Different Drummers centers on the topic of free and
independent thought in historical context (in politics, religion,
and science), and not on freethought per
se. (Pilot teachers, also members of the California Council for
Social Studies, rejected the latter notion as too controversial, hence
the broader subject matter domain). The collection of instructional
materials acquaints teachers and students with aspects of unconventional
and unorthodox thinking and with some of the important "different
drummers" of prior times. It includes numerous freethinkers as
exemplars of unconventional thinking that has propelled development in
human civilization.
A more recent OABITAR thrust toward balancing the curriculum has
involved the design and implementation of web sites. One site www.teachingaboutreligion.com
is a site that supports teaching about freethought and makes available on-line a significant portion of the Different
Drummers materials, described above. At that site, a teacher may
review lessons and activities, print from .PDF files those portions that
are of interest, or link to the print-on-demand publisher to purchase
direct a professionally printed set of materials (materials available at
cost-of-printing only). A teacher may also locate information and
resources supportive of teaching about freethought. What is generally
missing for interested educators is a solid philosophical basis for augmenting
their teaching about religion with
teaching about freethought and freethinkers. This brings us to the
second resource site, which introduces and develops the worldview theme.

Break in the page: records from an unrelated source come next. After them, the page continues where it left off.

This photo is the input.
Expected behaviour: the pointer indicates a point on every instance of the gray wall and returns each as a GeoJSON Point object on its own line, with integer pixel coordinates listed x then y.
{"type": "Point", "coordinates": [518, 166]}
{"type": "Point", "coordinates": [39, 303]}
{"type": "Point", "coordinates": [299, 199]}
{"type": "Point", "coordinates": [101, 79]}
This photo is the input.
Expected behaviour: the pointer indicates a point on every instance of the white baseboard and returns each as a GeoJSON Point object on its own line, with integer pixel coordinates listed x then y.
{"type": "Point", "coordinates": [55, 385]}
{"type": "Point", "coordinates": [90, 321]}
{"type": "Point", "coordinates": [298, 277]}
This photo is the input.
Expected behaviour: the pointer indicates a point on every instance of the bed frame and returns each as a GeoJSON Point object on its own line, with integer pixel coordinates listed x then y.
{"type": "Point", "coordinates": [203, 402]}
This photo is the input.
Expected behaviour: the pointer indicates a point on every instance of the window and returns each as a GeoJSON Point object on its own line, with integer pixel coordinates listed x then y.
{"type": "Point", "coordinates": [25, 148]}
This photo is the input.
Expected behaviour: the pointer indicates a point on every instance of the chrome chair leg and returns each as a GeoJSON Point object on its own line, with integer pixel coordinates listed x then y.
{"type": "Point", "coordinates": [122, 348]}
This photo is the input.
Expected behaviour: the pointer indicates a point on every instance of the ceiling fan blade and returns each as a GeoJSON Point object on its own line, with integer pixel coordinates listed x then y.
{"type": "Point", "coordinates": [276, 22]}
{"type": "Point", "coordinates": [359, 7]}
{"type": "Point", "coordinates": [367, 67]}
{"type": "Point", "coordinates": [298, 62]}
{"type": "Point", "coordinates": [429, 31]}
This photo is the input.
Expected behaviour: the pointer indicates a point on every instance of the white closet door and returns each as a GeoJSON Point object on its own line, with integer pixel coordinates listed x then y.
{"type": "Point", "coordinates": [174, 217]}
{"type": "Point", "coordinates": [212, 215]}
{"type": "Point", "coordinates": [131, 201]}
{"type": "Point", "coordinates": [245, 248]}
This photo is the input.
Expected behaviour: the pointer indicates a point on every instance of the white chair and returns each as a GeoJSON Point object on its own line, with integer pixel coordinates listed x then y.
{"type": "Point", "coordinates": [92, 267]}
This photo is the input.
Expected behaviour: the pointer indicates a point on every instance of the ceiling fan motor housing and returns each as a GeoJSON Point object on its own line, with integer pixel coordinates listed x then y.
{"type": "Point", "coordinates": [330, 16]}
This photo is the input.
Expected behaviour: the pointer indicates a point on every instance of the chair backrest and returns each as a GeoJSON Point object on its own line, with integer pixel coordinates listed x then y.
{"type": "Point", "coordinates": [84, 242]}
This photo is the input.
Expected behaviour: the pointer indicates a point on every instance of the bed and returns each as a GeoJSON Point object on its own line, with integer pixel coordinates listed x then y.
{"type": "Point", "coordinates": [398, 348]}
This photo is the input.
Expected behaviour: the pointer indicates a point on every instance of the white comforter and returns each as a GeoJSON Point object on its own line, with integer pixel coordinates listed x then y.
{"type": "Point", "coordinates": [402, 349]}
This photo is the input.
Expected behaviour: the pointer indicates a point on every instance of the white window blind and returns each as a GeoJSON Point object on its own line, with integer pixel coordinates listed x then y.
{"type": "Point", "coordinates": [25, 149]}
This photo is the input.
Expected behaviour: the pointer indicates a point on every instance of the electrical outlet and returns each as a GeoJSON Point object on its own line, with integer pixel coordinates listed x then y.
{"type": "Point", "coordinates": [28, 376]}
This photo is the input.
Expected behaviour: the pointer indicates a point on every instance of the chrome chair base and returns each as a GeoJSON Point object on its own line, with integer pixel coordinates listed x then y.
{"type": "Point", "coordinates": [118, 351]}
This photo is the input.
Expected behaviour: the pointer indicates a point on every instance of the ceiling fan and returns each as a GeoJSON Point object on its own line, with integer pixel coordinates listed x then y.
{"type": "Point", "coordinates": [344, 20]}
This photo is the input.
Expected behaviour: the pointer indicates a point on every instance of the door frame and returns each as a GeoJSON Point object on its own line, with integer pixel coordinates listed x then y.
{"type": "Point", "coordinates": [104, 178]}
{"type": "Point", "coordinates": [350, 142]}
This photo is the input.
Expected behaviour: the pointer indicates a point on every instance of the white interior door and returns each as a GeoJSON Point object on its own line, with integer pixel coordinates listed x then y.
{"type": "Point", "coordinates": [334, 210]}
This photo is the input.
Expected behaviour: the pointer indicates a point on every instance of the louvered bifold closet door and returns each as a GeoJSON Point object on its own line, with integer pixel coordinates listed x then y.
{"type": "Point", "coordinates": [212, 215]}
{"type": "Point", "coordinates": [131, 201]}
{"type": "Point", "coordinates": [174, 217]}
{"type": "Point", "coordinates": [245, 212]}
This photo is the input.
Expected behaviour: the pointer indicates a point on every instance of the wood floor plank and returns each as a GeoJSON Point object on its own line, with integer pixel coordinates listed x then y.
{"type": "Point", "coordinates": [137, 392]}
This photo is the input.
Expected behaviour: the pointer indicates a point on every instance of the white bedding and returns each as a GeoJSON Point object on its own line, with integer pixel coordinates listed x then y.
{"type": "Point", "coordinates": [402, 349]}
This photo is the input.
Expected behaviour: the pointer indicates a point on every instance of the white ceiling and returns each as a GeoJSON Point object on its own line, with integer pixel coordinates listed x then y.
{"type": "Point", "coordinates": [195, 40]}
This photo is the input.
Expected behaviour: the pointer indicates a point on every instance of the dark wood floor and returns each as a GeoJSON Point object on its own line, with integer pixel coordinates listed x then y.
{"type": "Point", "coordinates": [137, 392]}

The second OABITAR-supported website is extensive. The www.teachingaboutreligion.org
site (you are on it !) is a religiously neutral web resource designed to
specifically to serve educators. This objective
and professional site provides a wide variety of materials on the
concept—Teaching
about Religion with a View to Diversity: Worldview Education. This theme
focuses teacher attention on the
concepts of civic inclusiveness and pluralism as
fundamental rationale for acknowledging nonreligion within the civic
spectrum of worldviews. Additionally, the site incorporates on-line lessons
for teachers that promote religious neutrality in handling of the many variants
of religious and nonreligious worldviews. A fuller explication of
the site mission is located under the "About This Site" section.